До глубокой ночи печатал Петар на своем шапирографе листовки. А далеко в горах гремела итальянская артиллерия, отбиваясь от Первой Краинской. Ободренный этой неумолкающей канонадой, последний бауковец, единственный, кому было достоверно известно, что его командира нет в живых, сейчас тверже всех верил, что Баук жив, что он уже близко и что армия его растет. С каждой листовкой, которую он снимал с клейкой массы, он словно бы воскрешал день за днем жизнь Майора…
Когда в руки Раде попала мятая и перепачканная листовка с подписью Баука, он долго и недоуменно глядел на едва различимые буквы, словно пытаясь отгадать их тайный смысл. Баук погиб, в самом деле погиб, и все же…
Ссутулившись и помрачнев, засунув руки глубоко в карманы, Раде тайком прошмыгнул через садик к заросшей терновником канаве, где закопали Баука и его друзей.

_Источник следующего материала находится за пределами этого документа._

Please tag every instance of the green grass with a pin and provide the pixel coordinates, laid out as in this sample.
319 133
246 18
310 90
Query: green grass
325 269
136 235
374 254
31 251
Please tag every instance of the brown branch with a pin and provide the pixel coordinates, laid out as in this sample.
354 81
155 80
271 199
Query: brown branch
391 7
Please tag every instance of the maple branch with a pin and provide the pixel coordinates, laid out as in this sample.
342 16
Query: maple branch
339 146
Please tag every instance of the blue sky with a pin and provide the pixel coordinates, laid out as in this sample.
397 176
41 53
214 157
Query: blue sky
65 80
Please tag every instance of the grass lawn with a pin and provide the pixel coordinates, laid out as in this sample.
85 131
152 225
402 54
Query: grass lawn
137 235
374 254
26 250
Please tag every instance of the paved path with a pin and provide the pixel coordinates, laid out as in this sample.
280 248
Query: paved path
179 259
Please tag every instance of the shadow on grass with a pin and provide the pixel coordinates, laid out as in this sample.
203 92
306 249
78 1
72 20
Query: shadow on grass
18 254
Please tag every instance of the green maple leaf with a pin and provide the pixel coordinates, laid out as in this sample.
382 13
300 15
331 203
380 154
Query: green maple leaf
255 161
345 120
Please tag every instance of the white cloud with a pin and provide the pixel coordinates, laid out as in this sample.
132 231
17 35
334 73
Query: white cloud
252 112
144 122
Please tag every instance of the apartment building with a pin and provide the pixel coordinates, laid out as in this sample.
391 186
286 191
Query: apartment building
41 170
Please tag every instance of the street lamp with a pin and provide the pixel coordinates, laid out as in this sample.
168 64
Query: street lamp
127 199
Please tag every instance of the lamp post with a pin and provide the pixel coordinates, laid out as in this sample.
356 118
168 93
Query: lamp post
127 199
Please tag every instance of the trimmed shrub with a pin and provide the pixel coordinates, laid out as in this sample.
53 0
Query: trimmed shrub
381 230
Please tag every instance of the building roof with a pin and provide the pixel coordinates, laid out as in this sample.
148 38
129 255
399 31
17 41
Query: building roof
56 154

Тут он долго стоял над утоптанной свежей землей — осевшей могилой бауковцев, — и в нем росли тревога и беспокойство, словно со всех сторон его окружили невидимые враги. Глубоко подавленный, он размышлял: «Закопай ты это на сто, на тысячу метров, а оно все-таки снова покажется, прорастет, как трава. Взойдет и заговорит в каждом кустике, в каждом камне, и тогда не помогут тебе ни винтовки, ни итальянцы с их танками. Чем защищаться, если и мертвые встанут против тебя?!»
Так он стоял, охваченный думами, и чувствовал, что в битве с Бауком поражение потерпел он. Будет он еще и стрелять, и защищаться до последнего патрона, но битва уже проиграна, а те, кто убит, восстанут, чтобы судить. Вон и канонада по ту сторону гор все нарастает и приближается, и это опять они. Опять Баук, но теперь уже его не поймать, не убить. И это страшнее всего…
Мамаша Миля
В большой комнате просторного полупустого дома Шкундрича, что прилепился к самому откосу Грмеча, первым обосновался штаб отряда, а потом уж, как по проторенной дорожке, стали, сменяя друг друга, размещаться штабы отдельных партизанских батальонов, когда забрасывало их сюда переменчивое боевое счастье или поставленные командованием задачи. Время от времени здесь ночевали связные из других отрядов, юркие, смекалистые парни, а то неожиданно в неурочный час останавливалась целая рота, чтоб на заре так же поспешно исчезнуть под приглушенную ругань и скрип обоза.
Это была одна из тех старинных, грубо, но на совесть срубленных построек, на которых почти незаметны разрушительные действия времени и ненастья. Наоборот, кажется, что год от года они становятся все прочнее и все упрямее сопротивляются всякой непогоде и порче. Как только дом, выстроенный на сухой и каменистой почве, утратит свой изменчивый и преходящий блеск, бревна потемнеют и просохнут, он тотчас же сравнивается, сливается со своим окружением и стоит без изменений десятки лет. Каждая дверь приобретает свой особый скрип, по которому ее можно узнать даже во сне. Высокий порог в меру обшаркивается, всякая вещь находит свое постоянное место, на крыше вырастает низенькая, невзрачная поросль молодильника, и жизнь в доме течет однообразно и мирно, без непредвиденных скачков и излишней суеты.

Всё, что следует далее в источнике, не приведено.